Close readers of this blog will know I like porn. Yes, it’s true, muscley mens sporting their bits are one of my all-time faves. Since I am also a dinosaur, rather than computer images, I prefer hard copy at hand (you get it? “Hard copy” “At hand?” Oh, never mind.)

Now that the internet is pretty much the only source for filthy pictures, and what a boon it is, I needed a printer to transfer them to paper. My stupid little HP Ink Splatterer was not cutting the mustard so Secret Agent Fred and I whirled off to one of the big box stores that everyone rails against so shrilly and scored a sweet little Epsom bad boy.
And speaking of big box stores, is there some quaint little mom-and-pop tech provider I could have gone to instead? Don’t think so and I live a fairly big town. Anyway.
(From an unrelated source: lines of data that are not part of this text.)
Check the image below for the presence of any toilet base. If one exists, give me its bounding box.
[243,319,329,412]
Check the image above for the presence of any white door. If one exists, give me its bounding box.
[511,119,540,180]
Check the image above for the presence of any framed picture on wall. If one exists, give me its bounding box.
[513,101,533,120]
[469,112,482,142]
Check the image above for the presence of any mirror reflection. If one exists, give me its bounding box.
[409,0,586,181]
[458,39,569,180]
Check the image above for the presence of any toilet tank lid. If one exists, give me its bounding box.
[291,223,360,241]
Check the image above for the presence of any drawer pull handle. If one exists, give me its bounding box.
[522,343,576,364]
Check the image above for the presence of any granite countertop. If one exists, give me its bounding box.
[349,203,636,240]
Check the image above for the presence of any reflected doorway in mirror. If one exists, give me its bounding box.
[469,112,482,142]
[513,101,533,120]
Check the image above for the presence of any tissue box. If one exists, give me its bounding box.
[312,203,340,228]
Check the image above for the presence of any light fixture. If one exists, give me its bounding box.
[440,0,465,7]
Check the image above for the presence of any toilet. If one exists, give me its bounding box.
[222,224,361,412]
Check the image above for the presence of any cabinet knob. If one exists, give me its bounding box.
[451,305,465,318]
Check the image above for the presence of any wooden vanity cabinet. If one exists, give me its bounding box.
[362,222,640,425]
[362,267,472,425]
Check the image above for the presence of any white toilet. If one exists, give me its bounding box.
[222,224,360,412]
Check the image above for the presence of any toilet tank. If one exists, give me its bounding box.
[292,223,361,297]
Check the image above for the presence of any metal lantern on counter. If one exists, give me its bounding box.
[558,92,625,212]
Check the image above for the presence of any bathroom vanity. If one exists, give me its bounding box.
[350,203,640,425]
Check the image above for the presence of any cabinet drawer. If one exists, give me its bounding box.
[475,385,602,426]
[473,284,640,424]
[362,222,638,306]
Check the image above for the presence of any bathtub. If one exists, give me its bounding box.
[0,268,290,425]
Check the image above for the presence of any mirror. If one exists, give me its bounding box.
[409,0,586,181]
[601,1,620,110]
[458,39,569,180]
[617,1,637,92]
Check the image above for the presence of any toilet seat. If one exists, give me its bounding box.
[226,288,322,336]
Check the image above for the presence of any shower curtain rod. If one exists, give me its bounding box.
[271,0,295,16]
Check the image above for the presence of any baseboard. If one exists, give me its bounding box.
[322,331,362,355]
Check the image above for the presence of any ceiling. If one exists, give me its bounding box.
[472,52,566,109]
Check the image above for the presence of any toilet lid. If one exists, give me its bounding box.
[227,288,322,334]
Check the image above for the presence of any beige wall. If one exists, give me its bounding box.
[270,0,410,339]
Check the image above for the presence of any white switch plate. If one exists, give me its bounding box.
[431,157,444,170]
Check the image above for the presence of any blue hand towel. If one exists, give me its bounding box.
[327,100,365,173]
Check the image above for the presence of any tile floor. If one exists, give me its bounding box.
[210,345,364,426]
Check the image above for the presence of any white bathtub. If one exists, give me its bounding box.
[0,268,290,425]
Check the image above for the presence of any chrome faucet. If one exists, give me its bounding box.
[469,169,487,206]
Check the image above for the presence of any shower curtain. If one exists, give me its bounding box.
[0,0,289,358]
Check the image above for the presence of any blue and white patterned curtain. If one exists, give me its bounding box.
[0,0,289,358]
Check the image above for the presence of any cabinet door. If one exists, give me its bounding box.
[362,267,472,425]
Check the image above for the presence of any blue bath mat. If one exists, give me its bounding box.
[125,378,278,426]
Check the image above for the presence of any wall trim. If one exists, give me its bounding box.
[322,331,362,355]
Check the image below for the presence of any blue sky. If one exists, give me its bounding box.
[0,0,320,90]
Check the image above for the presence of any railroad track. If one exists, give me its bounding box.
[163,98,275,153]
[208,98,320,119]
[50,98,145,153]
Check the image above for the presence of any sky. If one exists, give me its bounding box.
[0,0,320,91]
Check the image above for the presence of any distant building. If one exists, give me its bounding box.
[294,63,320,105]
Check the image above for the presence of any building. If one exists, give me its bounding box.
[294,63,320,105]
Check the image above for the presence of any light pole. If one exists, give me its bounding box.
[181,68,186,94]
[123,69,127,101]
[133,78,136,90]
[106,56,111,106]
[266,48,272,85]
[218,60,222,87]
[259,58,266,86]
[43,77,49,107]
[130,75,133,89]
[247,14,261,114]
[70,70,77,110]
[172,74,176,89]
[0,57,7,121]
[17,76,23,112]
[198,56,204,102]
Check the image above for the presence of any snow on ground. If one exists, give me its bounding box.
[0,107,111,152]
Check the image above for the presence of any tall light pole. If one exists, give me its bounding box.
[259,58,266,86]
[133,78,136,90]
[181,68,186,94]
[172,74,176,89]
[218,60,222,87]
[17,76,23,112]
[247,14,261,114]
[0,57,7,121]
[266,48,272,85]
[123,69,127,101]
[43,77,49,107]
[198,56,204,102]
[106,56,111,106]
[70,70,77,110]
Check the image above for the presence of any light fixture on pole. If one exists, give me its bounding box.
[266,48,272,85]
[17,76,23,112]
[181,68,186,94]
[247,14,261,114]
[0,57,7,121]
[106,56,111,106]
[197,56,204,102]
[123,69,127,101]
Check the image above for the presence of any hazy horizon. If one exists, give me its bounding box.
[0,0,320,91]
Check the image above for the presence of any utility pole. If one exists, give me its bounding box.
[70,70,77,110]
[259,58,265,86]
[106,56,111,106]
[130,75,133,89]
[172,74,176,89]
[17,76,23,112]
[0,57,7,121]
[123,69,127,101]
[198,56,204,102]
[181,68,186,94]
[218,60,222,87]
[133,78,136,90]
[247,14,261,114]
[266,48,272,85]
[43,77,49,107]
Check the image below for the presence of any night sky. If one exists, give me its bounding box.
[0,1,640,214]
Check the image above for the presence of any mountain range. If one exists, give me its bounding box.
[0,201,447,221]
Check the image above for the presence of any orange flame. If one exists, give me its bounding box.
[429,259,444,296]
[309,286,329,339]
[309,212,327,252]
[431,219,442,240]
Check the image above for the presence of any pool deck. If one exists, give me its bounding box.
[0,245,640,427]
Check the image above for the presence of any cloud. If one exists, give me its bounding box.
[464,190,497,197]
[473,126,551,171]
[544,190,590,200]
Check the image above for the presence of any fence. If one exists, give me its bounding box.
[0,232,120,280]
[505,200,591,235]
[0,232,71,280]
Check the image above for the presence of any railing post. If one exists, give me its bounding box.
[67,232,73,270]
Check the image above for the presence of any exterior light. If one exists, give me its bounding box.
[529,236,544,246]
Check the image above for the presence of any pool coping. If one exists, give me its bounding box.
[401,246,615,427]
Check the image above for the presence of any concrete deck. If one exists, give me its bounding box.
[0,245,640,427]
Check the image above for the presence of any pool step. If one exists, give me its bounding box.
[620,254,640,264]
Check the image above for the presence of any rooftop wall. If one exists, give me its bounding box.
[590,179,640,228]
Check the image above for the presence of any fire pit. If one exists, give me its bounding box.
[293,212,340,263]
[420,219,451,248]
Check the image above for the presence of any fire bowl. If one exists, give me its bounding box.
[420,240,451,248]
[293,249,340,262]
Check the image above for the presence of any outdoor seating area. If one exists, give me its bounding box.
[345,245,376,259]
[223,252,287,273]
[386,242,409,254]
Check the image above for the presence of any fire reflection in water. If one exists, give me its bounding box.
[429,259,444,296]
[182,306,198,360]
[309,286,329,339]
Then, installation, which I actually like. Meticulously unwrapping the components appeals to my most OCD mental defects and being able to follow directions written for the mentally challenged whose first language is not English and who, in fact, may not even have a first language makes me feel a small step below Stephen Hawking.
And then, et voila, our first effort rolled out effortlessly and perfectly, crisp with brilliant colors. It was a shot shared by Fred we like to call “Daddy Panties.”


So now I got to go, cause I have a backlog to mow through, for research archival purposes only, I assure you.